London, Mudchute Park and Farm, Mudchute Association

Mudchute Park and Farm is a rambling urban space just south of Canary Wharf on the Isle of Dogs. Today it is a nature reserve in the midst of London's densely populated borough of Tower Hamlets, but its name hints at a more troubled, less tranquil past.

The 12ha site was a dumping ground for overspill via conveyors and chutes when Millwall Dock was being built in the 1860s. During World War Two anti-aircraft guns loomed large to protect the docks from German bombing. Mudchute therefore has its origins anchored in various stages of history but it has always been at the heart of the local community.

Today Mudchute primarily exists to give the residents of the inner-London borough the chance to enjoy a natural open space. And that, according to farm and open space manager Nick Golson, is what they do, 365 days a year.

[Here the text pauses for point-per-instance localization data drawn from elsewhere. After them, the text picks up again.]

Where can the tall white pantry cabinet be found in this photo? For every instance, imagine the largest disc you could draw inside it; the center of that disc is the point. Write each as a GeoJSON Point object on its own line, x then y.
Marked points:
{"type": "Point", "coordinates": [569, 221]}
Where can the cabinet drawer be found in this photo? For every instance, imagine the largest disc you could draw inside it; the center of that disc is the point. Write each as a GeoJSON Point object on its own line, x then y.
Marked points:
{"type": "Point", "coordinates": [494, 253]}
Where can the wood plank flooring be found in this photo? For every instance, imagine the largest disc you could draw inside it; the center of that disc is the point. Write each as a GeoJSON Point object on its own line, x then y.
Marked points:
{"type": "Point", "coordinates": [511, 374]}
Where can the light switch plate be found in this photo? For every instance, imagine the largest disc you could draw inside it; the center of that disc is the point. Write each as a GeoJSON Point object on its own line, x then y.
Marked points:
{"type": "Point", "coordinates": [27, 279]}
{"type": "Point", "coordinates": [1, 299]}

"The site is at the heart of the local community, and has been since the days when ack-ack guns protected the local docks," he explains. "Its facilities have provided locals with their first pony ride, their first glimpse of a grazing cow, their first pond dipping session and, in some cases, their first opportunity to climb a tree."

Management and staff keep the site accessible in all weathers with the facilities to support visits from schools and other community groups. Corporate visitors, including staff from the city's international banks, can often be seen getting down and dirty as they take part in corporate social responsibility initiatives including wildlife conservation work.

Staff are supported by an invaluable army of local volunteers and work-experience students, all of them helping to manage a popular local nature reserve that boasts a variety of habitats including a new wetland area.

Earlier this summer Mudchute Park and Farm hosted an al fresco banquet, where guests enjoyed champagne among the sheep to a balmy backdrop of blue sky and sun glinting off the towers of Canary Wharf.

Seasonal events and entertainment not only show off the site's flora and fauna but the strong and cohesive force of an urban landscape at bringing together a local community in good times and bad, war and peace, says Golson.